With our definition of the new basis in terms of an orthogonal basis we have $$\psi_p(x) = \sum_{\lambda} C_{p\lambda}\phi_{\lambda}(x).$$ If the coefficients $$C_{p\lambda}$$ belong to an orthogonal or unitary matrix, the new basis is also orthogonal.

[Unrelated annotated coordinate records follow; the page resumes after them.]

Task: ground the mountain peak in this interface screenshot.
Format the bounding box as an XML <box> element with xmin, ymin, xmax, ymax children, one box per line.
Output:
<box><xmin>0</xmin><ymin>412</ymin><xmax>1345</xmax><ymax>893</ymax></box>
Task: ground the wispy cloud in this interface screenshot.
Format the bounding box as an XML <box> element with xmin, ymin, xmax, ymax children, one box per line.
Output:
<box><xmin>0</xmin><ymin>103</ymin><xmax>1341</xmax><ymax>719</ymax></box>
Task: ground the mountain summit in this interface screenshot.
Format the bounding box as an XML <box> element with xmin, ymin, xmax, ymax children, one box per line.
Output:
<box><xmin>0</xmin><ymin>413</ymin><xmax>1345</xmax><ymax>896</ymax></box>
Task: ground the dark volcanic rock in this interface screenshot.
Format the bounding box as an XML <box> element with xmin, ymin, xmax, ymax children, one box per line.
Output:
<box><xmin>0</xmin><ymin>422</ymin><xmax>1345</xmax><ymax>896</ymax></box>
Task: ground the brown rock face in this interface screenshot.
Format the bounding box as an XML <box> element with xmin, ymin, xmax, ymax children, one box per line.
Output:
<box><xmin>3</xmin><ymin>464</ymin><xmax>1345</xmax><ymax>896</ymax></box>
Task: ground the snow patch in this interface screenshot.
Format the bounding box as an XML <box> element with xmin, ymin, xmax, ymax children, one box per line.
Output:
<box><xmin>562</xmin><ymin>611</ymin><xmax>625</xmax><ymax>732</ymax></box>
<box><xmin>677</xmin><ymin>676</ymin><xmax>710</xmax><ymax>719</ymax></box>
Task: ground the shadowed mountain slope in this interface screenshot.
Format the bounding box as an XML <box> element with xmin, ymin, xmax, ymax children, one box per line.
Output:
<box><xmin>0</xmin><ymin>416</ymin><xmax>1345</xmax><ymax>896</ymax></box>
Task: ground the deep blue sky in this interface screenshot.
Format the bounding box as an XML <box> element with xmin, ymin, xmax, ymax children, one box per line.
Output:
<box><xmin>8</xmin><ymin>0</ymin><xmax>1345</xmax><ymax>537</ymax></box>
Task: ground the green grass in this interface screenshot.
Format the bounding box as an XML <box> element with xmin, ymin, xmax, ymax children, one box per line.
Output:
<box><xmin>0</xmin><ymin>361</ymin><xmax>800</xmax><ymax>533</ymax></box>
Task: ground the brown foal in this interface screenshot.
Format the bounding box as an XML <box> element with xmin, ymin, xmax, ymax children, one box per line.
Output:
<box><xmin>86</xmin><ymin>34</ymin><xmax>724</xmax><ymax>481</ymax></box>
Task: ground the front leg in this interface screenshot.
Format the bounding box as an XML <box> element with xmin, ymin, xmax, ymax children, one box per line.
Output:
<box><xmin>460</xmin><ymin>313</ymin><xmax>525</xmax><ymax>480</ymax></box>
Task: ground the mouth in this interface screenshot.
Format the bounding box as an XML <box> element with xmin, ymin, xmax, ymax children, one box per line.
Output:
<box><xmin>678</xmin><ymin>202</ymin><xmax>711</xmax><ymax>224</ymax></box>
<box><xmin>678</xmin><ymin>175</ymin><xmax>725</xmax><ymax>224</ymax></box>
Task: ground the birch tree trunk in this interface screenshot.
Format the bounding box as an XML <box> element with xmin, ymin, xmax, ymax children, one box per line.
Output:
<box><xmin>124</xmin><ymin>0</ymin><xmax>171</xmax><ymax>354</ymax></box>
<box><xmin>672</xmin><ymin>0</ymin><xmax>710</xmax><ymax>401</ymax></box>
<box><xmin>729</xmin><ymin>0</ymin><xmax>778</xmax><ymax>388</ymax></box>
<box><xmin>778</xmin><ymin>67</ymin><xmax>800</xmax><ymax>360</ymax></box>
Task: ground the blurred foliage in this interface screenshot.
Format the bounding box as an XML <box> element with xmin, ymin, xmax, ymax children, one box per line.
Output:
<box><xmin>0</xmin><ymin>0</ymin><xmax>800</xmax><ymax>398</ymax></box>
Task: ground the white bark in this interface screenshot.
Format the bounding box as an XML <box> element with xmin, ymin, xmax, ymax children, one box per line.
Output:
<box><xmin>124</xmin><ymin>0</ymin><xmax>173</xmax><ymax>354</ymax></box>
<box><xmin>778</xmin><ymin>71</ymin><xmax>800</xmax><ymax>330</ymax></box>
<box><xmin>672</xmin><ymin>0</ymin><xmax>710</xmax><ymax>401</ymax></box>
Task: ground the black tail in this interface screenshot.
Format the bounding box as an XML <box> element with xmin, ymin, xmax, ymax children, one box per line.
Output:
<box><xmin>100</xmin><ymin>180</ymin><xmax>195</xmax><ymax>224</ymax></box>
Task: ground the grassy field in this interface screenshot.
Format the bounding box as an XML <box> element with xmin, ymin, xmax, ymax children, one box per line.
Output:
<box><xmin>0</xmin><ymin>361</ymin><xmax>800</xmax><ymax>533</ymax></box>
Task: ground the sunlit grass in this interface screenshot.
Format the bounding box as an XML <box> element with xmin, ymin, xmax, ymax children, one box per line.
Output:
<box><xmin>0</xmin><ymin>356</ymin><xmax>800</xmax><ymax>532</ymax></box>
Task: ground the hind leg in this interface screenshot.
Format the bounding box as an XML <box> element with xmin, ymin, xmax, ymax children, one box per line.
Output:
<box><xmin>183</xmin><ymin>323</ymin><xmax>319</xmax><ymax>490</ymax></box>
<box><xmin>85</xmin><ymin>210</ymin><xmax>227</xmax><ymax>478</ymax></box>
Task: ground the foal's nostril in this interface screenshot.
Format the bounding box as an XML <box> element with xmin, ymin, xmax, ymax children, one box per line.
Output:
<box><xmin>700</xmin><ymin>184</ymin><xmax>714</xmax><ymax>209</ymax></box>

Our Slater determinant in the new basis $$\psi_p(x)$$ is written as $$\frac{1}{\sqrt{A!}} \left| \begin{array}{ccccc} \psi_{p}(x_1)& \psi_{p}(x_2)& \dots & \dots & \psi_{p}(x_A)\\ \psi_{q}(x_1)&\psi_{q}(x_2)& \dots & \dots & \psi_{q}(x_A)\\ \dots & \dots & \dots & \dots & \dots \\ \dots & \dots & \dots & \dots & \dots \\ \psi_{t}(x_1)&\psi_{t}(x_2)& \dots & \dots & \psi_{t}(x_A)\end{array} \right|=\frac{1}{\sqrt{A!}} \left| \begin{array}{ccccc} \sum_{\lambda} C_{p\lambda}\phi_{\lambda}(x_1)& \sum_{\lambda} C_{p\lambda}\phi_{\lambda}(x_2)& \dots & \dots & \sum_{\lambda} C_{p\lambda}\phi_{\lambda}(x_A)\\ \sum_{\lambda} C_{q\lambda}\phi_{\lambda}(x_1)&\sum_{\lambda} C_{q\lambda}\phi_{\lambda}(x_2)& \dots & \dots & \sum_{\lambda} C_{q\lambda}\phi_{\lambda}(x_A)\\ \dots & \dots & \dots & \dots & \dots \\ \dots & \dots & \dots & \dots & \dots \\ \sum_{\lambda} C_{t\lambda}\phi_{\lambda}(x_1)&\sum_{\lambda} C_{t\lambda}\phi_{\lambda}(x_2)& \dots & \dots & \sum_{\lambda} C_{t\lambda}\phi_{\lambda}(x_A)\end{array} \right|,$$ which is nothing but $$det(\mathbf{C})det(\Phi)$$, with $$det(\Phi)$$ being the determinant given by the basis functions $$\phi_{\lambda}(x)$$.